Bundeswehr will mit Big-Data Materialprobleme in den Griff bekommen

Hilft Palantir auch bald der Bundeswehr? In einem Weißbuch zur Zukunft der Bundeswehr wurden „Cybersicherheit“, „Hybride Kriegsführung“ und „Krisenfrüherkennung“ als strategische Zukunftsthemen identifiziert. „Der ,Arabische Frühling‘ oder der Ukraine-Konflikt sind nur zwei Beispiele für Krisen, die nicht erwartet wurden“, heißt es in einer Analyse des Verteidigungsministeriums. Das soll sich künftig ändern. Die Truppe will Anzeichen erkennen, „aus denen sich innerhalb der nächsten sechs bis 18 Monate eine Krise entwickeln könnte“, sagt Achim Werres, Leiter des Referats für Krisenfrüherkennung und weltweite Risiko- und Bedrohungsbeurteilung. Und dabei soll neue Technik helfen. „Wir haben unglaublich viel Wissen, das wir bisher nicht handhaben konnten“, sagt ein Ministeriumssprecher.

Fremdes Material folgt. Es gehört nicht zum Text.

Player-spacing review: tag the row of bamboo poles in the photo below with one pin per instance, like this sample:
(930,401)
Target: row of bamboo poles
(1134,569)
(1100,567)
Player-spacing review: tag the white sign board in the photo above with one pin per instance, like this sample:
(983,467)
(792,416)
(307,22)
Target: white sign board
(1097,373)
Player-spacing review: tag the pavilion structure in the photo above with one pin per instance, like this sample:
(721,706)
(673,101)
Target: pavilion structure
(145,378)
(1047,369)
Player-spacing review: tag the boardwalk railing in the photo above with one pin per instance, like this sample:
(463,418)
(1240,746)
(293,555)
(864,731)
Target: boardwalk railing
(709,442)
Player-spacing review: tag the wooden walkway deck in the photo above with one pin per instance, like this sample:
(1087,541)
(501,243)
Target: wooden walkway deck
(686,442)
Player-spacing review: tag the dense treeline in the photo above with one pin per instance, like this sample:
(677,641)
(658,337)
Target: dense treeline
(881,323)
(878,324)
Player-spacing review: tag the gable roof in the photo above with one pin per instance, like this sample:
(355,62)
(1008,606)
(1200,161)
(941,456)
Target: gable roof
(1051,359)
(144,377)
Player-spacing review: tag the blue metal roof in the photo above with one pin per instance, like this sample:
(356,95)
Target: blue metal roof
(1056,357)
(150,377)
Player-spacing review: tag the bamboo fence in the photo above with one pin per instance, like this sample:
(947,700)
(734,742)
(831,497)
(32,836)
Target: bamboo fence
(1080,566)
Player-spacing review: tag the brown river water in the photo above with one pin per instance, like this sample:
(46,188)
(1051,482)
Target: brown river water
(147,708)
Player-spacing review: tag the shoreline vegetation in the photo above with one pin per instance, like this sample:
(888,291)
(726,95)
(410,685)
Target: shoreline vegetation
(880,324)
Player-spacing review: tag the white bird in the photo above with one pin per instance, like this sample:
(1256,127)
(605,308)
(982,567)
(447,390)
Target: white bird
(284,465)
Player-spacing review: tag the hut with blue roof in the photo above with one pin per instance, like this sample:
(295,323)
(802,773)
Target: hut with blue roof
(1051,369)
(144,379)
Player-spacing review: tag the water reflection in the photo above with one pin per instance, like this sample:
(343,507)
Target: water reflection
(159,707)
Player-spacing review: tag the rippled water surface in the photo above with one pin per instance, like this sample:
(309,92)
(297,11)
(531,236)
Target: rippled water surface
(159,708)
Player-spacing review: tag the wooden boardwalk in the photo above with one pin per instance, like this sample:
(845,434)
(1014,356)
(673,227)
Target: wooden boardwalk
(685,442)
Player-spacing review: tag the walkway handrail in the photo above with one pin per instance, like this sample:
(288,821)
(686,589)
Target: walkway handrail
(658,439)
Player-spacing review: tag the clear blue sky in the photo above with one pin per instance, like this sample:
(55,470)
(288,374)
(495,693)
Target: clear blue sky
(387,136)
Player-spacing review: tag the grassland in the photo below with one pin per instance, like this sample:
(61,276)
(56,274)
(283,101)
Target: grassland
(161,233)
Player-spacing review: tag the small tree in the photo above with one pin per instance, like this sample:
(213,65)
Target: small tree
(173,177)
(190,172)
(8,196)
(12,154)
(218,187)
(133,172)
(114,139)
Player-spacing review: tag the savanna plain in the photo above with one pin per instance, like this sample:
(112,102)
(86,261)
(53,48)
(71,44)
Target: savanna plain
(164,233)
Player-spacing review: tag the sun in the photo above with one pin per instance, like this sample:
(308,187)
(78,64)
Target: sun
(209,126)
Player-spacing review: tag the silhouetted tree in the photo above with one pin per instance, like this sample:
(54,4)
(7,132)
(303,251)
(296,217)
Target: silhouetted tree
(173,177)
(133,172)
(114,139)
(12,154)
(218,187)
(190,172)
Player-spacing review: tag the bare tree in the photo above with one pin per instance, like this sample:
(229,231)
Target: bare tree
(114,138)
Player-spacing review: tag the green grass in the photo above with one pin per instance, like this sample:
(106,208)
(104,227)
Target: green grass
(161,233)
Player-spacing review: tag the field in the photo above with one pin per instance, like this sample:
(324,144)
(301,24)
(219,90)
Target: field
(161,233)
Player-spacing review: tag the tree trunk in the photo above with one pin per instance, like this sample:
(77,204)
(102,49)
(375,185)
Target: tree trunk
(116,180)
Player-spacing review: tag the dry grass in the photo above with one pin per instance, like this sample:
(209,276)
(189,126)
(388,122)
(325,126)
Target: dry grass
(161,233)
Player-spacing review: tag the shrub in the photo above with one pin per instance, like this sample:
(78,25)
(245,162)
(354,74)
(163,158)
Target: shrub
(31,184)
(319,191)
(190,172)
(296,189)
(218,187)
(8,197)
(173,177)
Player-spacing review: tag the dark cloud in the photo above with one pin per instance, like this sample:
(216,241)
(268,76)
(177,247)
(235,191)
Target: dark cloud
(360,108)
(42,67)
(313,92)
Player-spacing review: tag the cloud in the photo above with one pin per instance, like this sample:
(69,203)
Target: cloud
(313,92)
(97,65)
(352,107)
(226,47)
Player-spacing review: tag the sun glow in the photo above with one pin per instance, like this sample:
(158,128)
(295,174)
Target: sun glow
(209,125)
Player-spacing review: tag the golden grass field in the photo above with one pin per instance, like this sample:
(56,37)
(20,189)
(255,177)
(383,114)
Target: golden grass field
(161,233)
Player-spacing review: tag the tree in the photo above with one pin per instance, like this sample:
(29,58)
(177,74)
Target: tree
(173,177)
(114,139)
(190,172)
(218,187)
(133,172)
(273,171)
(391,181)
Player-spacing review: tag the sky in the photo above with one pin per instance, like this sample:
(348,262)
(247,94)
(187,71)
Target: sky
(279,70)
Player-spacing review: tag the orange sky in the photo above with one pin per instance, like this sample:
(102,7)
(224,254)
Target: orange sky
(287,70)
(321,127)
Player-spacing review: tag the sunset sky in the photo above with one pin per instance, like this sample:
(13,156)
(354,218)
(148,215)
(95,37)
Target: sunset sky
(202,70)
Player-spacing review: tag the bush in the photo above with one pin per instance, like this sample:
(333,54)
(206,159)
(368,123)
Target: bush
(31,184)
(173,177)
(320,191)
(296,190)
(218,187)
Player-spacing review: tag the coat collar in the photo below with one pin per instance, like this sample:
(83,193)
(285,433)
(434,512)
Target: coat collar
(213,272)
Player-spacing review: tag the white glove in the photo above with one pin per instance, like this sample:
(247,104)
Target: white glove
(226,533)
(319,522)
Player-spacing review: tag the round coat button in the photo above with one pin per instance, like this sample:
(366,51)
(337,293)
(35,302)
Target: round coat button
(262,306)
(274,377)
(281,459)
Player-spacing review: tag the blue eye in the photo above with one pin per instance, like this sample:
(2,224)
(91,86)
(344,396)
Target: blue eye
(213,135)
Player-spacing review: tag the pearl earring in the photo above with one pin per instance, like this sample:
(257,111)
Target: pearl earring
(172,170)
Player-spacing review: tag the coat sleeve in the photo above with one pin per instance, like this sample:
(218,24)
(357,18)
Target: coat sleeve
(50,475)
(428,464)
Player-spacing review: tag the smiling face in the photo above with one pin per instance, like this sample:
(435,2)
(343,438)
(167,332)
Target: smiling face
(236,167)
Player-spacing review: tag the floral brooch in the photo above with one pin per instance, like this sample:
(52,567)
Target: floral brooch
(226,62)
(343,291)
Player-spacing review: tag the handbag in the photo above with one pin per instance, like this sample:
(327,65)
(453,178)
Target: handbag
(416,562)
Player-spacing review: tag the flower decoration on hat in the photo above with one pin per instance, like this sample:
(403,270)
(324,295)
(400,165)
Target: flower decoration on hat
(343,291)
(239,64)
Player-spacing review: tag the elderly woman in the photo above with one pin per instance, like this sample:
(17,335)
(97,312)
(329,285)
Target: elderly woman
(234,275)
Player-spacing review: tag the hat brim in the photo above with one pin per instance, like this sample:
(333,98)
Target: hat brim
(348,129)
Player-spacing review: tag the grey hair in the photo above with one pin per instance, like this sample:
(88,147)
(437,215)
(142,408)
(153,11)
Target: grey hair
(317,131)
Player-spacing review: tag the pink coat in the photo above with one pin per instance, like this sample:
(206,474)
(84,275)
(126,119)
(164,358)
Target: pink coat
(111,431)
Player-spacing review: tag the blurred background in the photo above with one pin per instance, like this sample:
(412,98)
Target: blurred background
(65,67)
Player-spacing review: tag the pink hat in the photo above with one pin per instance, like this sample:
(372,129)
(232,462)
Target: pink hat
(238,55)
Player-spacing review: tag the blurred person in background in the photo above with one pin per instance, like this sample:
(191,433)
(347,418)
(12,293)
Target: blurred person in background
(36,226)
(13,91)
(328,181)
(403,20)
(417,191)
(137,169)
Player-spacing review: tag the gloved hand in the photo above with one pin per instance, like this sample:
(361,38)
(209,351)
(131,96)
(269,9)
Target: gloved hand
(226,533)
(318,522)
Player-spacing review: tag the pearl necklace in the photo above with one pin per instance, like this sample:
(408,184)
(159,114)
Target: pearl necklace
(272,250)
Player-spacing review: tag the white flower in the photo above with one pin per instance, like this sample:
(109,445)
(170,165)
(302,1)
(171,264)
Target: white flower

Doch auch die vermeintlichen Superwerkzeuge von Palantir konnten von der Leyens Leute nicht überzeugen. Es war nicht das, was man haben möchte, erklärt das Ministerium. Stattdessen kamen zwei Konkurrenten zum Zug – einer davon aus Deutschland. „Im Rahmen von Pilotprojekten werden zurzeit IBM Watson und SAP Analytics getestet“, erklärt das Ministerium. Die Tests laufen bis Ende Juni kommenden Jahres. Die Software aus Walldorf soll helfen, die leidigen Materialprobleme besser in den Griff zu bekommen. Mit dem SAP-Programm wird die vorausschauende Wartung getestet, predictive maintenance heißt das im Fachjargon. Bei der Krisenfrüherkennung wird nun die Künstliche Intelligenz von IBM genutzt. Deren Programm Watson sorgte erstmals für Aufsehen, als es in der beliebten US-Quizshow „Jeopardy!“ gegen Menschen gewann. Der Palantir-Mythos hat Karp dagegen diesmal nichts genutzt. Womöglich hat er sich sogar gegen ihn gerichtet. Zu viele dunkle Geheimnisse können auch schaden.